Les députés auront également le droit d'inviter pour une déclaration un candidat au poste de directeur exécutif responsable de l'administration quotidienne de chaque agence, y compris celle des ressources financières et humaines. Le Parlement a renforcé le rôle du directeur et est parvenu à assurer un meilleur équilibre entre les hommes et les femmes au sein du personnel des agences.

En savoir plus

REACH : une ONG dénonce la mauvaise qualité des dossiers d’enregistrement

32% des substances chimiques produites ou importées depuis 2010 dans l’Union européenne dans des quantités supérieures à 1 000 tonnes par an ne respectent pas la réglementation REACH. C'est ce qu'affirme le Bureau européen de l’environnement (EEB), en s’appuyant sur une étude conjointe de l'Institut fédéral allemand pour l’évaluation des risques (Bundesinstitut für Risikobewertung, BfR) et de l’Agence allemande de l’environnement (UBA).

En moyenne, plus de 3 substances sur 10 largement commercialisées n’ont pas passé avec succès un test d’évaluation des dossiers qui sont censés contenir des données sur la toxicité pour l’environnement et l’homme de ces substances, afin d’en garantir un usage sûr.

4 rapports remis sur 10 ne respectaient pas les exigences légales en ce qui concerne l’évaluation des effets mutagènes (capacité à induire des mutations génétiques) et 34 % étaient défaillants quant aux effets sur la fertilité.

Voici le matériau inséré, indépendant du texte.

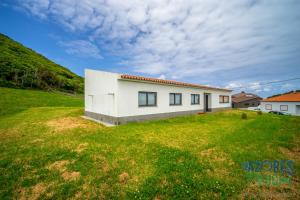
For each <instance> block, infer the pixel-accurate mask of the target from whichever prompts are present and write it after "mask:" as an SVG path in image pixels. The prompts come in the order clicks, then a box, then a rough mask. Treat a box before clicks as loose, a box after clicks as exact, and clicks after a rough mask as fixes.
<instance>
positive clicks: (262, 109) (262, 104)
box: [260, 102, 300, 116]
mask: <svg viewBox="0 0 300 200" xmlns="http://www.w3.org/2000/svg"><path fill="white" fill-rule="evenodd" d="M266 104H270V105H272V111H281V110H280V105H287V106H288V111H281V112H286V113H290V114H292V115H299V116H300V110H299V107H300V102H261V104H260V108H261V110H262V111H263V112H269V111H271V110H266ZM297 108H298V110H297Z"/></svg>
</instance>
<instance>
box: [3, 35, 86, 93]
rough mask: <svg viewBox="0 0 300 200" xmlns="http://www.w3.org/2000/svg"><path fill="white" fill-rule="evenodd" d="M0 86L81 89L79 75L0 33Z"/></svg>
mask: <svg viewBox="0 0 300 200" xmlns="http://www.w3.org/2000/svg"><path fill="white" fill-rule="evenodd" d="M0 86H3V87H14V88H36V89H42V90H59V91H64V92H72V93H82V92H83V78H82V77H80V76H78V75H76V74H75V73H73V72H71V71H70V70H68V69H66V68H64V67H62V66H60V65H58V64H56V63H54V62H52V61H51V60H49V59H47V58H46V57H44V56H42V55H41V54H38V53H36V52H35V51H33V50H31V49H29V48H27V47H25V46H23V45H22V44H20V43H18V42H16V41H14V40H12V39H11V38H9V37H7V36H5V35H3V34H1V33H0Z"/></svg>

Seulement 31% satisfaisaient aux exigences de REACH en matière d’informations toxicologiques et écotoxicologiques. Le pourcentage restant concernait des dossiers pour lesquels il était nécessaire de réaliser des recherches complémentaires.

Basée à Helsinki, l’ECHA croule sous les quelque 40 000 (sur près de 150 000 molécules en circulation) dossiers d’enregistrement. Elle n’a pu “vérifier la conformité” que de 1 780 d’entre eux, a-t-elle déclaré.

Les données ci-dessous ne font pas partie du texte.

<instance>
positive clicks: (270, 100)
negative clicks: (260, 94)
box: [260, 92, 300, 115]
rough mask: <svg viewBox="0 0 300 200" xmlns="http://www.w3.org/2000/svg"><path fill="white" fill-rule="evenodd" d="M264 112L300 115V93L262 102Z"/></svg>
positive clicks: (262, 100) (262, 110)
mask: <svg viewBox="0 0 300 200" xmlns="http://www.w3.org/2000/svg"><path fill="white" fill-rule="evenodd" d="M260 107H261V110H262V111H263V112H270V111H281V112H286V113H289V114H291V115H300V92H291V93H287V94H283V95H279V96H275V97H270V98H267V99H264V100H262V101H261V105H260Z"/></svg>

Lire le communiqué du Bureau européen de l’environnement

Un accord sur la révision de la directive agents cancérigènes

Le Parlement européen et le Conseil sont parvenus le 11 octobre à un accord sur la 2e révision de la directive 2004/37/CE concernant la protection des travailleurs contre les risques liés à l’exposition à des agents cancérigènes ou mutagènes au travail.

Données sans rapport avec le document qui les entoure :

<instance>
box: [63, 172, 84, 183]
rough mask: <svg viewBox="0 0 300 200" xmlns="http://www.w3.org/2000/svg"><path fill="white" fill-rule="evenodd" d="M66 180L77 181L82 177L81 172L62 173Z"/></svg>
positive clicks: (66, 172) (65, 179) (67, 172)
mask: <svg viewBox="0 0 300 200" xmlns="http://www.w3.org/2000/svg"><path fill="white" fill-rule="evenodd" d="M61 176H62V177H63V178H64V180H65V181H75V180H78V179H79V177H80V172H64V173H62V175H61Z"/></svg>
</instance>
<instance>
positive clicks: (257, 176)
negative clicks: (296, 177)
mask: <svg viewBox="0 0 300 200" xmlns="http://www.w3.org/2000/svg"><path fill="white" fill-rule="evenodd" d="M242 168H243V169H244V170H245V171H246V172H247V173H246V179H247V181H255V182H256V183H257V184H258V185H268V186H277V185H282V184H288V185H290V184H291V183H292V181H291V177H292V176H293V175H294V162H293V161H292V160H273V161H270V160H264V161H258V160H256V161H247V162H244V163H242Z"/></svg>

La présidente de la commission de l’Emploi au Parlement, Marita Ulvskog (S&D, SE) a déclaré : "Dans un effort commun avec la présidence autrichienne et avec le soutien technique de la Commission européenne, nous avons pu conclure cet accord pragmatique, grâce auquel huit autres substances cancérigènes seront couvertes par la directive, dont les gaz d'échappement des moteurs diesel. Nous pouvons être fiers de cet accord, qui évitera plus de 100 000 décès dus au cancer au cours des 50 prochaines années." Le risque de cancer pour les travailleurs est la principale cause de décès liés au travail dans l'UE.